From Wikipedia we have the following equation: $$\frac{{d}^{n}}{d{x}^{n}}\Gamma (x)=\int _{0}^{\infty }{t}^{x-1}{e}^{-t}{\left(\ln t\right)}^{n}dt$$
which is clearly an integral going from 0 to infinity. I was wondering if you were able to see how to do a substitution on this integral to change it from one going from 0 to infinity to an integral going from 0 to some finite number. Am doing some numerical work with this integral and it would be much more convenient to compute integrals that do not go to infinity for higher derivatives of $\Gamma(x)$.

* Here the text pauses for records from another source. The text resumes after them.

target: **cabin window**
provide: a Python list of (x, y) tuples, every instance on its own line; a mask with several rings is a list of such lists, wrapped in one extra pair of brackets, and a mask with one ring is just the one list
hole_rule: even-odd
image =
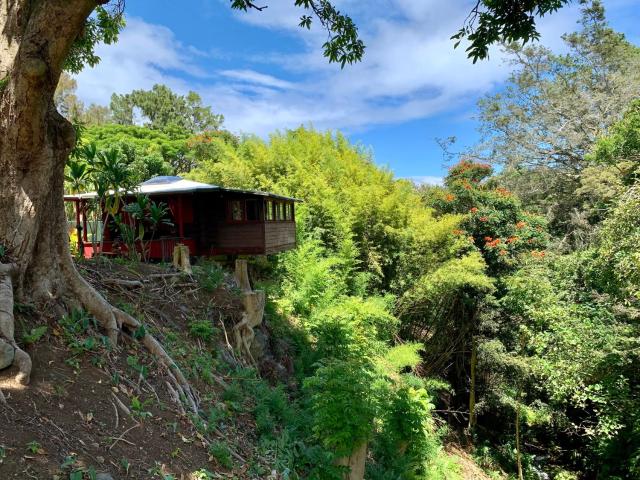
[(258, 202), (256, 200), (247, 200), (245, 207), (247, 210), (247, 221), (255, 222), (258, 220)]
[(244, 202), (241, 200), (231, 201), (231, 220), (241, 222), (244, 220)]
[(266, 202), (266, 209), (267, 209), (267, 221), (269, 222), (273, 222), (274, 218), (273, 218), (273, 202), (271, 200), (267, 200)]

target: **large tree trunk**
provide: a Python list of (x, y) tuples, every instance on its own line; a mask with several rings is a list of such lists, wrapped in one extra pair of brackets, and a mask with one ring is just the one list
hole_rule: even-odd
[[(19, 301), (79, 304), (116, 344), (121, 327), (135, 329), (140, 324), (113, 308), (73, 264), (63, 195), (64, 167), (75, 131), (53, 102), (73, 42), (100, 3), (106, 1), (0, 0), (0, 243), (15, 265), (4, 271), (13, 273), (9, 285)], [(0, 269), (0, 282), (5, 278)], [(5, 325), (0, 341), (16, 349), (19, 360), (12, 312), (0, 312), (0, 320)], [(164, 349), (149, 335), (142, 341), (173, 372), (181, 393), (195, 408), (186, 379)], [(18, 367), (16, 380), (27, 383), (30, 362)]]
[[(23, 302), (56, 301), (79, 281), (62, 203), (75, 133), (56, 111), (53, 93), (94, 7), (88, 0), (0, 0), (0, 243), (15, 264), (5, 285)], [(12, 312), (3, 314), (4, 342), (15, 348)], [(29, 369), (23, 366), (21, 383)]]

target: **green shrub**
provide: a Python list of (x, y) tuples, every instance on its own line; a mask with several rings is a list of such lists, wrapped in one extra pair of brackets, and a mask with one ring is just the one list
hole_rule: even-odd
[(224, 442), (215, 441), (209, 445), (209, 455), (225, 468), (232, 468), (231, 451)]
[(211, 320), (192, 320), (189, 322), (189, 333), (195, 338), (210, 342), (218, 333), (218, 329), (213, 326)]
[(339, 457), (349, 455), (372, 434), (378, 406), (375, 381), (370, 365), (334, 359), (304, 383), (312, 431)]
[(201, 262), (194, 268), (194, 272), (207, 292), (215, 291), (224, 281), (224, 270), (215, 262)]

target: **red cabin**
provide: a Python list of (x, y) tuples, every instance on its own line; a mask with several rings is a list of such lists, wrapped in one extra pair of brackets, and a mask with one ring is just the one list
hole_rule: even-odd
[[(222, 188), (181, 177), (152, 178), (127, 193), (123, 203), (135, 202), (138, 195), (168, 207), (168, 222), (145, 232), (143, 242), (139, 242), (144, 243), (148, 259), (170, 260), (173, 247), (179, 243), (187, 245), (194, 256), (267, 255), (296, 246), (295, 203), (299, 200), (295, 198)], [(103, 222), (87, 218), (89, 203), (96, 198), (96, 193), (64, 197), (75, 204), (76, 228), (81, 232), (78, 248), (87, 258), (94, 254), (94, 243), (102, 243), (105, 254), (115, 255), (126, 249), (115, 222), (107, 221), (101, 232)], [(128, 218), (122, 209), (119, 214)], [(89, 239), (90, 234), (95, 242)], [(100, 242), (102, 235), (104, 241)]]

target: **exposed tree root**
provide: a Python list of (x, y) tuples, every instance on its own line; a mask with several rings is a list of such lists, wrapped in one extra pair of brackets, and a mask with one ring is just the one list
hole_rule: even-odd
[[(106, 330), (107, 336), (114, 347), (118, 345), (120, 332), (134, 332), (141, 327), (141, 323), (131, 315), (112, 306), (95, 288), (93, 288), (76, 270), (73, 261), (62, 261), (62, 277), (67, 290), (72, 294), (74, 302), (82, 305)], [(21, 350), (14, 339), (13, 316), (13, 282), (15, 273), (13, 264), (0, 264), (0, 369), (16, 366), (18, 374), (15, 381), (21, 385), (29, 383), (31, 374), (31, 358)], [(186, 403), (193, 412), (198, 412), (198, 398), (186, 377), (155, 337), (145, 333), (140, 339), (147, 350), (156, 357), (161, 365), (167, 369), (167, 374), (174, 384), (180, 400)], [(0, 400), (2, 397), (0, 397)]]
[[(65, 264), (64, 277), (68, 281), (68, 286), (73, 292), (75, 299), (78, 300), (87, 312), (107, 331), (109, 340), (114, 346), (118, 344), (119, 332), (134, 332), (142, 326), (138, 320), (128, 313), (112, 306), (95, 288), (89, 285), (78, 273), (71, 259), (69, 259), (68, 263), (63, 263)], [(147, 350), (157, 358), (160, 364), (167, 368), (167, 373), (175, 389), (180, 394), (181, 399), (189, 406), (193, 413), (197, 413), (197, 395), (176, 362), (152, 335), (145, 333), (140, 341)]]
[(15, 381), (26, 385), (31, 376), (31, 358), (18, 347), (14, 338), (12, 277), (15, 272), (15, 265), (0, 264), (0, 348), (5, 352), (5, 361), (0, 364), (0, 368), (17, 367)]

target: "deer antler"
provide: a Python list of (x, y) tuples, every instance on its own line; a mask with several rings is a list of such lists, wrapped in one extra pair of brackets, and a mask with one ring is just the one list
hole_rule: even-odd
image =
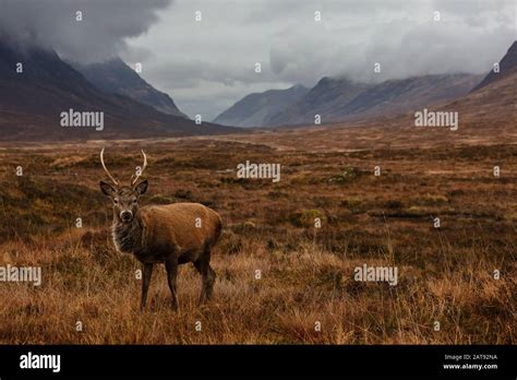
[(142, 150), (142, 154), (144, 155), (144, 166), (142, 166), (140, 170), (136, 170), (136, 175), (131, 176), (131, 179), (133, 179), (134, 177), (131, 185), (134, 185), (136, 182), (136, 180), (144, 174), (144, 170), (147, 167), (147, 156), (145, 155), (145, 152), (143, 150)]
[(116, 186), (119, 186), (119, 181), (117, 179), (115, 179), (113, 176), (111, 176), (111, 174), (109, 173), (108, 168), (106, 167), (106, 165), (104, 163), (104, 150), (105, 150), (105, 147), (103, 147), (103, 150), (100, 151), (100, 163), (103, 164), (103, 167), (104, 167), (106, 174), (108, 175), (109, 179), (111, 179)]

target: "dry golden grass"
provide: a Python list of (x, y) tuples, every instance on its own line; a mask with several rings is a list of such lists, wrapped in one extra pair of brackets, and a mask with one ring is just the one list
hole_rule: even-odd
[[(139, 310), (140, 264), (106, 233), (100, 145), (1, 151), (1, 262), (41, 265), (43, 285), (0, 283), (0, 343), (514, 343), (516, 145), (316, 152), (231, 140), (124, 142), (107, 153), (129, 178), (137, 147), (148, 152), (141, 203), (195, 201), (223, 215), (214, 299), (196, 305), (201, 280), (182, 265), (179, 312), (161, 265)], [(281, 181), (225, 171), (245, 159), (280, 163)], [(364, 263), (398, 266), (398, 285), (356, 282)]]

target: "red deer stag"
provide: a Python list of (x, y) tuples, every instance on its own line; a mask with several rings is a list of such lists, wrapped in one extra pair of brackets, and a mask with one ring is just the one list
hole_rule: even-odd
[[(221, 233), (219, 214), (200, 203), (175, 203), (139, 207), (140, 195), (147, 191), (148, 182), (135, 185), (147, 167), (147, 157), (137, 168), (129, 186), (113, 178), (100, 163), (113, 186), (100, 181), (100, 190), (113, 202), (111, 234), (118, 251), (133, 253), (143, 264), (142, 302), (145, 308), (153, 265), (165, 263), (172, 308), (178, 309), (176, 289), (178, 265), (192, 262), (203, 278), (200, 302), (209, 299), (216, 274), (211, 268), (211, 250)], [(133, 179), (134, 178), (134, 179)]]

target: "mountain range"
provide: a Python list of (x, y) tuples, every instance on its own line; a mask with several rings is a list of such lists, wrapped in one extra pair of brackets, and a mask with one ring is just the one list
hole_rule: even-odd
[[(145, 87), (142, 82), (139, 85)], [(100, 90), (101, 85), (96, 86), (52, 50), (21, 47), (0, 38), (0, 140), (134, 139), (238, 131), (208, 122), (196, 124), (183, 116), (164, 114), (157, 105), (139, 102), (153, 93), (148, 88), (140, 96), (135, 95), (139, 86), (132, 94), (127, 87), (116, 93), (106, 91), (107, 86)], [(70, 109), (103, 111), (104, 129), (62, 128), (60, 115)]]
[(264, 126), (273, 116), (294, 104), (308, 92), (308, 88), (298, 84), (287, 90), (250, 94), (217, 116), (214, 122), (236, 127)]
[(118, 57), (99, 63), (81, 64), (71, 62), (70, 64), (92, 84), (108, 94), (123, 95), (156, 108), (160, 112), (188, 118), (178, 109), (175, 100), (169, 95), (145, 82)]
[[(145, 82), (119, 58), (89, 66), (63, 61), (52, 50), (20, 47), (0, 35), (0, 140), (135, 139), (241, 132), (238, 127), (363, 121), (423, 107), (459, 109), (472, 120), (515, 115), (517, 43), (484, 79), (473, 74), (422, 75), (366, 84), (323, 78), (312, 88), (294, 85), (251, 94), (214, 121), (189, 120), (172, 98)], [(496, 90), (494, 90), (496, 88)], [(103, 111), (105, 127), (62, 128), (69, 110)], [(220, 124), (219, 124), (220, 123)]]
[[(231, 111), (232, 118), (219, 116), (215, 121), (224, 124), (230, 124), (231, 121), (241, 127), (273, 127), (313, 124), (316, 115), (322, 123), (394, 116), (465, 96), (481, 79), (482, 75), (474, 74), (440, 74), (366, 84), (346, 78), (323, 78), (296, 102), (278, 99), (276, 104), (287, 106), (276, 112), (269, 111), (262, 122), (261, 119), (253, 118), (255, 112), (249, 110), (257, 108), (268, 92), (244, 97), (221, 114), (224, 116)], [(278, 95), (282, 93), (279, 92)], [(253, 124), (250, 120), (256, 122)]]

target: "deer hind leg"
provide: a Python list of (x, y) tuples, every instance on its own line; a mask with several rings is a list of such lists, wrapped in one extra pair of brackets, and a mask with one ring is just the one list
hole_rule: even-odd
[(153, 275), (153, 264), (144, 264), (144, 277), (142, 281), (142, 301), (140, 304), (140, 309), (145, 309), (145, 304), (147, 302), (147, 292), (149, 290), (151, 277)]
[(204, 252), (197, 261), (194, 262), (197, 272), (201, 273), (203, 285), (201, 287), (200, 304), (204, 304), (212, 298), (216, 273), (211, 266), (211, 248), (206, 246)]
[(167, 282), (169, 283), (170, 294), (172, 295), (172, 309), (178, 310), (178, 293), (177, 293), (177, 278), (178, 278), (178, 260), (168, 259), (165, 262), (165, 269), (167, 270)]

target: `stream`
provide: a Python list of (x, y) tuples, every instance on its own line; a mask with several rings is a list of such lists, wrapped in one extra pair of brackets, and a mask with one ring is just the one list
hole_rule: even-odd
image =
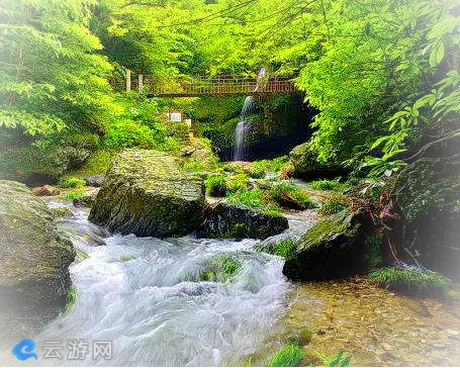
[[(260, 241), (110, 235), (88, 222), (87, 211), (72, 210), (76, 216), (59, 227), (88, 258), (70, 269), (75, 305), (33, 337), (36, 351), (48, 341), (110, 340), (112, 359), (88, 354), (38, 365), (241, 365), (285, 311), (284, 261), (256, 252)], [(238, 257), (237, 274), (197, 281), (206, 262), (222, 254)]]
[[(301, 365), (350, 352), (352, 365), (458, 365), (460, 291), (445, 300), (412, 299), (366, 281), (292, 284), (284, 260), (260, 245), (297, 237), (317, 220), (312, 210), (287, 214), (290, 228), (265, 241), (120, 236), (91, 224), (88, 211), (59, 220), (79, 250), (71, 267), (76, 301), (31, 337), (39, 366), (263, 366), (292, 333), (311, 335)], [(87, 258), (82, 257), (82, 252)], [(198, 275), (223, 254), (240, 261), (225, 282)], [(81, 258), (85, 258), (81, 260)], [(111, 359), (67, 359), (70, 341), (110, 341)], [(58, 342), (63, 359), (44, 359)], [(11, 346), (2, 365), (24, 365)], [(91, 349), (92, 345), (89, 345)]]

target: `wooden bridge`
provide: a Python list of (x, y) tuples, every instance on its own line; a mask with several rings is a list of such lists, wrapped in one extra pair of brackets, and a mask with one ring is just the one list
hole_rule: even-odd
[(149, 77), (127, 72), (124, 80), (112, 78), (114, 89), (121, 91), (138, 90), (148, 96), (192, 97), (218, 95), (250, 95), (293, 93), (295, 87), (288, 78), (247, 78), (239, 75), (218, 75), (214, 77)]

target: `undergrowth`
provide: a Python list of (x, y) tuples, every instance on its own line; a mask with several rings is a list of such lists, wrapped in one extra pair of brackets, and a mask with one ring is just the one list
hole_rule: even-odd
[(303, 359), (302, 349), (295, 344), (284, 345), (268, 360), (267, 367), (296, 367)]
[(434, 291), (445, 289), (451, 281), (434, 271), (385, 267), (369, 273), (369, 279), (377, 284), (398, 291)]

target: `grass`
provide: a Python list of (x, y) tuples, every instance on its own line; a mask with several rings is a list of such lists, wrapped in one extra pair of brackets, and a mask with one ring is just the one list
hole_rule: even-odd
[(347, 206), (338, 201), (330, 201), (326, 202), (321, 206), (320, 212), (323, 215), (333, 215), (334, 213), (338, 213), (346, 209)]
[(337, 190), (342, 184), (337, 180), (315, 180), (308, 183), (308, 185), (314, 190)]
[(63, 188), (81, 189), (86, 185), (86, 181), (85, 179), (70, 177), (62, 179), (59, 184)]
[(279, 182), (272, 185), (270, 196), (281, 206), (289, 208), (307, 209), (317, 207), (315, 201), (291, 181)]
[(225, 197), (227, 193), (227, 184), (225, 175), (211, 174), (205, 181), (206, 192), (213, 197)]
[(285, 239), (276, 243), (270, 250), (270, 253), (276, 254), (277, 256), (283, 257), (285, 259), (291, 259), (294, 256), (296, 249), (297, 244), (294, 240)]
[(271, 213), (281, 213), (281, 208), (270, 198), (269, 193), (260, 188), (241, 189), (235, 193), (227, 193), (227, 201), (231, 204), (241, 205)]
[(341, 351), (335, 357), (320, 355), (321, 366), (323, 367), (349, 367), (351, 362), (351, 354)]
[(442, 290), (452, 284), (447, 277), (434, 271), (398, 267), (385, 267), (371, 271), (369, 280), (385, 288), (398, 291)]
[(295, 344), (284, 345), (268, 360), (267, 367), (296, 367), (303, 359), (302, 349)]
[(73, 201), (74, 199), (86, 197), (86, 191), (83, 189), (75, 189), (65, 193), (62, 197), (66, 201)]
[(276, 157), (272, 160), (254, 161), (252, 164), (254, 165), (257, 171), (261, 171), (264, 173), (265, 172), (277, 173), (282, 169), (282, 167), (286, 164), (288, 160), (289, 160), (288, 156), (281, 156), (281, 157)]
[(78, 261), (84, 261), (85, 259), (89, 258), (88, 253), (86, 253), (83, 249), (75, 248), (75, 251), (77, 252)]
[(228, 176), (226, 179), (227, 189), (231, 192), (237, 192), (246, 189), (248, 186), (249, 177), (246, 174), (238, 174)]

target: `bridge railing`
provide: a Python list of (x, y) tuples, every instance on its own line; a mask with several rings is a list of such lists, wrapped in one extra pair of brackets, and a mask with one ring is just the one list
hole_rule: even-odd
[(127, 74), (126, 79), (112, 79), (117, 90), (143, 90), (153, 96), (202, 96), (252, 93), (290, 93), (295, 90), (288, 78), (257, 80), (239, 75), (197, 77), (151, 77)]

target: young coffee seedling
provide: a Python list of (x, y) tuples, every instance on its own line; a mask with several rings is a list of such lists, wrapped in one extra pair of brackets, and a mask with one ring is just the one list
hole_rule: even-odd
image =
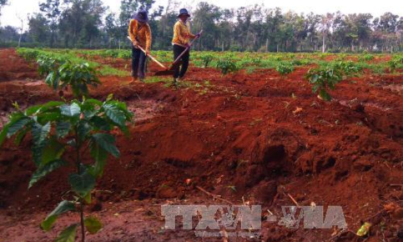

To make what I am asking for even more explicit, I am asking if you are able to turn an integral such as $$\int _{0}^{\infty }{e}^{-t}{t}^{x-1}dt$$ into $$\int _{0}^{1}{\left(-\ln t\right)}^{x-1}dt$$
If you do$$t=\frac u{1-u}\quad\text{and}\quad\mathrm dt=\frac1{(1-u)^2},$$then$$\int_0^\infty t^{x-1}e^{-t}(\ln t)^n\,\mathrm dt=\int_0^1\left(\frac u{1-u}\right)^{x-1}e^{-u/(1-u)}\left(\ln\left(\frac u{1-u}\right)\right)^n\frac1{(1-u)^2}\,\mathrm du.$$